2. In support of proposals for such experiments, the sponsoring agency will prepare for the Special Assistant for Science and Technology a detailed evaluation of the importance of the particular experiment and the possible direct or indirect effects that might be associated with it.
3. The Special Assistant for Science and Technology will review the proposals and supporting materials presented by the sponsoring agency in order to assure that the need for the experiment has been properly weighed against possible adverse environmental effects.
4. On the basis of this review, the Special Assistant for Science and Technology will recommend to me what action should be taken on the proposed experiment. If the Special Assistant judges that inadequate information is available on which to make a judgment, he may request that additional studies be undertaken by the sponsoring agency or he may undertake an independent study of the problem.
5. Any experiment that may involve significant or protracted adverse effects will not be conducted without my prior approval.
6. In the case of experiments (such as atmospheric nuclear tests) that have major national security implications, the head of the sponsoring agency will notify the Special Assistant for National Security Affairs as well as the Special Assistant for Science and Technology and will supply both with an evaluation of the importance of the particular experiment and the possible direct or indirect effects that might be associated with it. The Special Assistant for National Security Affairs will determine on an individual case basis the procedure to be followed in reviewing these experiments in order to assure that the need for the experiment has been properly weighed against possible adverse environmental effects.
7. To the extent that it is consistent with national security and subsequent to approval, there should be early and widespread dissemination of public information explaining experiments of this type.

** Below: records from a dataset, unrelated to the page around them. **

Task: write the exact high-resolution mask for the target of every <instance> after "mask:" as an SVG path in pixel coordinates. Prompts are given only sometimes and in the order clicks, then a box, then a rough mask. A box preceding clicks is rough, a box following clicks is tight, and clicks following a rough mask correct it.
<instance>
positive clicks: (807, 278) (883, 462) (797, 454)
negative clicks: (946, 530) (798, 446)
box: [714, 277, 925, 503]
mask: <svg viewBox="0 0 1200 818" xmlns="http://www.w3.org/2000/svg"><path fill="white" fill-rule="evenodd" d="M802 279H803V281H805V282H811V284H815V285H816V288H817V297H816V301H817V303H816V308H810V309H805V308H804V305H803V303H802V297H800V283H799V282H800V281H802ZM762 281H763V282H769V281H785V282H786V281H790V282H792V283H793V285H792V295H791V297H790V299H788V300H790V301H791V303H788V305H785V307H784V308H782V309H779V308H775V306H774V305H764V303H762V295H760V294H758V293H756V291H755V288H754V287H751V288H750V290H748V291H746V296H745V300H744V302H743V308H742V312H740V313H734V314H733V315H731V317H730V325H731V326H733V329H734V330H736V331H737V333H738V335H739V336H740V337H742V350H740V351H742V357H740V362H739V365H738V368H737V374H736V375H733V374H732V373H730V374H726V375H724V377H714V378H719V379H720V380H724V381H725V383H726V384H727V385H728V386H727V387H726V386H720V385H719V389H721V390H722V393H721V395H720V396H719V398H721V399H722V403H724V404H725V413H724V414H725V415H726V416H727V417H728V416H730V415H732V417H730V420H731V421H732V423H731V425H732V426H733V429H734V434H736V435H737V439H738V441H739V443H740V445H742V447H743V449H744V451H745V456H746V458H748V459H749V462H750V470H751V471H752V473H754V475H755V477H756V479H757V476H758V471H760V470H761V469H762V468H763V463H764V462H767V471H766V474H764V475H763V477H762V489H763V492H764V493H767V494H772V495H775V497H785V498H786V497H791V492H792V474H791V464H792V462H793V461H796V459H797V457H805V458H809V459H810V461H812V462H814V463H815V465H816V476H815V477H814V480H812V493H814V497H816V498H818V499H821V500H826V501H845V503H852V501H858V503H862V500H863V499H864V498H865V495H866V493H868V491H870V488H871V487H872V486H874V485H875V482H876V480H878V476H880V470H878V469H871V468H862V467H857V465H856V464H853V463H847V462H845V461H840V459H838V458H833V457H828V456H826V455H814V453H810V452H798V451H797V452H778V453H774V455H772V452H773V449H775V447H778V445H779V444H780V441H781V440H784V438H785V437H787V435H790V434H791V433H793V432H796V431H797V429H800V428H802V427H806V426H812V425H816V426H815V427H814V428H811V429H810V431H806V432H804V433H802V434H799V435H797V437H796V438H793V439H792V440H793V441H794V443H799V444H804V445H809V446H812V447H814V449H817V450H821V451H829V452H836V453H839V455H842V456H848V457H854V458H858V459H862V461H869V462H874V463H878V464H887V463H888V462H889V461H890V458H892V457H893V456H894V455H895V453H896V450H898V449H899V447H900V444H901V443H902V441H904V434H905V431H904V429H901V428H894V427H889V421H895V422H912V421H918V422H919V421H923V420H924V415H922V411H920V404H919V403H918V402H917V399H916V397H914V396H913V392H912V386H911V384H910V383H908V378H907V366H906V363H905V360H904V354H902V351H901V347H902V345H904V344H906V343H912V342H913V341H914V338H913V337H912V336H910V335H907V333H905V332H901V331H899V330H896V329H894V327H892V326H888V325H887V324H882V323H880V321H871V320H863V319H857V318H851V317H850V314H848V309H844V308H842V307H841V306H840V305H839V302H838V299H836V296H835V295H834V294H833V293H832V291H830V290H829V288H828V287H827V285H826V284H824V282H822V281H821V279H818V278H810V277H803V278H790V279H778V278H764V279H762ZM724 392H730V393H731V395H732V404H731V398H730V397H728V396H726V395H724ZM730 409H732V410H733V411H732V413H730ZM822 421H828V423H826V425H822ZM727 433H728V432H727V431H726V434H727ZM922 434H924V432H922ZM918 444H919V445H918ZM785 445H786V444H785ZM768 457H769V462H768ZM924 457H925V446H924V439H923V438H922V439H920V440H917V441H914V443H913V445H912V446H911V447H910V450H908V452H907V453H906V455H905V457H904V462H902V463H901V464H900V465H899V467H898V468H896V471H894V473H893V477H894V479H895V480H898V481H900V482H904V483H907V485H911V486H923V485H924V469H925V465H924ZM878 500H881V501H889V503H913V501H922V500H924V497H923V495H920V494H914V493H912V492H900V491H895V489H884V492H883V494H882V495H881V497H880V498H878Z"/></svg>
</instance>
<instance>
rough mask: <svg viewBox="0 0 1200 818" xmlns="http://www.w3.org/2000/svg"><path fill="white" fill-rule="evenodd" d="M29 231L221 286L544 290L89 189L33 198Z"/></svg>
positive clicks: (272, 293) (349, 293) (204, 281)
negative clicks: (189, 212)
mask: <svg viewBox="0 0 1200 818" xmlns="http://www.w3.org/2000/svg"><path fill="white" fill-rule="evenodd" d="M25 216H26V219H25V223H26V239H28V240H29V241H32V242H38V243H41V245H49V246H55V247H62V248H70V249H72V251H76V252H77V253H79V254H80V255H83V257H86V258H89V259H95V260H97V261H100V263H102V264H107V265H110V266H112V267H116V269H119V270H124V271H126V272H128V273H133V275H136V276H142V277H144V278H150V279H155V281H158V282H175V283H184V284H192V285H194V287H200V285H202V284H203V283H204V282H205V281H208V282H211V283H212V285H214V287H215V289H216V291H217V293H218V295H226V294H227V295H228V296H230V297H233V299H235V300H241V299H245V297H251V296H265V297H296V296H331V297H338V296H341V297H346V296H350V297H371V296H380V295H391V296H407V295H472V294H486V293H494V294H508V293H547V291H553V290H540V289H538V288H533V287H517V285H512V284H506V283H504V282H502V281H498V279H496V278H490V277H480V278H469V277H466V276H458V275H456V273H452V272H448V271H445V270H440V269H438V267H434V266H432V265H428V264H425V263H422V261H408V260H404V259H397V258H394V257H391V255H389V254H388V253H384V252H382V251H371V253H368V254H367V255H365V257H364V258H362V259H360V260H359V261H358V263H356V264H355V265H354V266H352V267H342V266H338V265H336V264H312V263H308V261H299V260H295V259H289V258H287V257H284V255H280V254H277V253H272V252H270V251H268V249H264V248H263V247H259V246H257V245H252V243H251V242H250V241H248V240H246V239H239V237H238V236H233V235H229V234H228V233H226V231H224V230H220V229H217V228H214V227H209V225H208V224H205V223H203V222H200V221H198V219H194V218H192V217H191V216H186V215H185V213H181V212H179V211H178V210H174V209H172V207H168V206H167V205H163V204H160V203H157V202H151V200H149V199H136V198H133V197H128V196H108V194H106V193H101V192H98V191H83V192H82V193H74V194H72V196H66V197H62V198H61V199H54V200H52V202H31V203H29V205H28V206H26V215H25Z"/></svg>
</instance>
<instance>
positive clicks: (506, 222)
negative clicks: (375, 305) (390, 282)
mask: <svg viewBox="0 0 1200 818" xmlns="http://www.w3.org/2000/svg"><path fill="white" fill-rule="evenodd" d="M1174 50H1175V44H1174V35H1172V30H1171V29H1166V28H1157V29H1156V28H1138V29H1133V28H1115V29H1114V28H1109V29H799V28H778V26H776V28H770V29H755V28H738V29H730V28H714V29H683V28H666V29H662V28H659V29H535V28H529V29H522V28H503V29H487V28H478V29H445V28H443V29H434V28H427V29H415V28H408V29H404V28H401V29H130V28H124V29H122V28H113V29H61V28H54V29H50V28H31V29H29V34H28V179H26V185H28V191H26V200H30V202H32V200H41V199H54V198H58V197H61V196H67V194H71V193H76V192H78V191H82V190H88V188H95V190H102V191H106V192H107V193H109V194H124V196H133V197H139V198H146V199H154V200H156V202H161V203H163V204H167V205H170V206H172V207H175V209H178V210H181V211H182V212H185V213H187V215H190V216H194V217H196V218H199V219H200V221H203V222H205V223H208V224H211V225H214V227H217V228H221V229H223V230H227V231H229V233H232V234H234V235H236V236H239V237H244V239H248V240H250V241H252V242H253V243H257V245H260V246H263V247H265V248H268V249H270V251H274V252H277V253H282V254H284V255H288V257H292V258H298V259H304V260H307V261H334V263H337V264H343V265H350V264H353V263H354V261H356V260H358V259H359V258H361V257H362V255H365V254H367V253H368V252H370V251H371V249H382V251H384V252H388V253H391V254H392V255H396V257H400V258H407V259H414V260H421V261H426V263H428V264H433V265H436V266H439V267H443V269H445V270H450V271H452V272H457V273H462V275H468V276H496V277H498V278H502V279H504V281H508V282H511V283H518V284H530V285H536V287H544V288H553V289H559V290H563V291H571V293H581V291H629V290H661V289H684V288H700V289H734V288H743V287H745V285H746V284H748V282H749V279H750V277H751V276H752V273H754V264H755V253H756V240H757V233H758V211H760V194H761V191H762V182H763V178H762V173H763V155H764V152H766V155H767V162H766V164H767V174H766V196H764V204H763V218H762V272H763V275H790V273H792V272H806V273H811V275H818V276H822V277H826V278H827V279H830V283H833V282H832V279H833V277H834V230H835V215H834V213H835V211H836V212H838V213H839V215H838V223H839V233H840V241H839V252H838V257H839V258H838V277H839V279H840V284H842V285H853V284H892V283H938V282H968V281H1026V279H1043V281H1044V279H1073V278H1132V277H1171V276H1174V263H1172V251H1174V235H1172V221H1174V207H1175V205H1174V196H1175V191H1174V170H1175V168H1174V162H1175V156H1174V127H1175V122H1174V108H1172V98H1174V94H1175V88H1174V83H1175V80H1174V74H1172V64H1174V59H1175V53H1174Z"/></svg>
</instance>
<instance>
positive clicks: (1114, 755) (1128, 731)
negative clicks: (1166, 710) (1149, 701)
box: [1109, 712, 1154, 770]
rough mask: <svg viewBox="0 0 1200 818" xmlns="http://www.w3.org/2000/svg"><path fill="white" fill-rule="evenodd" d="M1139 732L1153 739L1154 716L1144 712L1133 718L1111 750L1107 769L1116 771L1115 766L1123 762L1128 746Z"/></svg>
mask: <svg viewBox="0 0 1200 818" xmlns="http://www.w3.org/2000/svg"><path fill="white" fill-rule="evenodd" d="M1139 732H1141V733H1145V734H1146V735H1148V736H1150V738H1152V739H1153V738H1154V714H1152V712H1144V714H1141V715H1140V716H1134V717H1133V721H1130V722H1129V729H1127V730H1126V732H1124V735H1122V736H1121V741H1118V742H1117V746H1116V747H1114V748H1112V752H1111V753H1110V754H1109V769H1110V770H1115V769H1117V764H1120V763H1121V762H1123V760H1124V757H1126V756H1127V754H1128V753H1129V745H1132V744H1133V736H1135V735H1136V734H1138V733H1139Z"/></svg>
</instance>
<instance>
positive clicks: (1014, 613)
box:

8. While the final decision to conduct such experiments must continue to reside with the government, the National Academy of Sciences and where appropriate international scientific bodies or intergovernmental organizations may be consulted in the case of those experiments that might have adverse environmental effects beyond the U.S. Recommendation on the advisability of this course of action will be made by the Special Assistant for Science and Technology in consultation with the sponsoring agency and the State Department.